GLENNVILLE — Gov. Nathan Deal signed a bill Thursday, during the 28th Annual Law Enforcement Appreciation BBQ, that is expected to make law-enforcement officers’ traffic-safety duties easier.
The governor said Senate Bill 100 supports the state’s law enforcement officers by repealing certain provisions for driver’s license suspensions that are not directly related to traffic safety. He signed the bill ceremoniously on a stage surrounded by seven state legislators, including state Rep. Al Williams, D-Midway.
Local and state law-enforcement officers, first responders and elected representatives gathered at Wayne Dasher’s farm Thursday evening for the annual barbecue, which Liberty County Sheriff Steve Sikes called a called a “vote of confidence” that proves Georgians support their law enforcement officers.
In addition to nearly 2,000 people attending the event, evidence of that support included the bill signing by Deal, who attended along with Lt. Gov. Casey Cagle, Secretary of State Brian Kemp, Labor Commissioner Mark Butler and U.S. Reps. Buddy Carter and Tom Price.
“(The bill) really does relate to law enforcement in this regard,” Deal said. “Those of you who are responsible for traffic enforcement across the state know many times you’re asked to do things that have absolutely nothing to do with traffic safety. We have utilized the licensing process for driver’s licenses to try to leverage other activities.
“Many times you find someone whose license has been suspended for something that has nothing to do with their driving,” he continued. “You have to take the time and the effort to have those individuals booked and a citation issued.”
Deal said Senate Bill 100, which was sponsored by state Sen.
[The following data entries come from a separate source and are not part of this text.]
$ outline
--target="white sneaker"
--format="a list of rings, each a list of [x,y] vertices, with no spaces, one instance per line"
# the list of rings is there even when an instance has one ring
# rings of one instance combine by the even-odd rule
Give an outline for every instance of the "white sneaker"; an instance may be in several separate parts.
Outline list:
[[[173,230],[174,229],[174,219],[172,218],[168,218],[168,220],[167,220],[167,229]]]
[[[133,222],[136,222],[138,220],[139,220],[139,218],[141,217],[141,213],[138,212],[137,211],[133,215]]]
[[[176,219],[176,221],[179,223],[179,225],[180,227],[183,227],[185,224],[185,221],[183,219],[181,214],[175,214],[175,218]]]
Tyler Harper, R-Ocilla, allows law-enforcement officers to focus on issues related to the safe operation of vehicles on the state’s roads and highways.
Deal told law-enforcement officers he appreciated what they do every day, despite reports of extra scrutiny and second-guessing of officers’ actions in the national news media. Those who second-guess the actions of law-enforcement officers don’t realize many times the decisions they make are split-second decisions, he said.
The governor’s sentiments were appreciated by those who wear the badge, including Sikes and Long County Sheriff Craig Nobles. Nobles said the event was a great way for law-enforcement officers from different agencies and different parts of the state to get together and socialize over a great barbecue supper. He also expressed thanks for the community’s support for an event his office sponsors in Long County, a kids’ fishing event called “Fishing for a Cure.” This year’s event is scheduled for May 16.
“Just look around and you can see the support law enforcement has in Georgia,” Sikes added. “The community has come together for 28 years now. It’s a vote of confidence for what we do. These guys are putting their lives on the line every day. This is a blessing.”
Georgia State Trooper William Bowman echoed Sikes’ comments, saying that the last 18 months have been challenging and difficult for law enforcement officers across the country. Thursday’s event was a way of showing they’re still supported in Georgia.
Carter also expressed his support for law enforcement, first responders and the military, specifically the 3rd Infantry Division at Fort Stewart. While noting the participation of soldiers at the event, including Brig. Gen. Jim Blackburn, commander of Task Force Marne, Carter said he hopes Congress is willing to do what is necessary to defend the military from further troop and budget cuts so the Armed Forces can continue to defend this nation.
Dasher said he wanted to thank the more-than 100 volunteers who helped make the barbecue a success, including Wayne County Commissioner Jerry “Shag” Wright, the lead chef.
“Myself and Sheriff (Cecil) Nobles started the event 28 years ago,” Dasher said. “It started with a small fish fry and has grown. Last year, we had over 2,000 guests. It’s an opportune time to show our respect back to our law enforcement, our first responders and our military. There are so many public-service folks out there, and we want to include them all.”
Dasher is the 12th District board member for the Georgia Department of Corrections.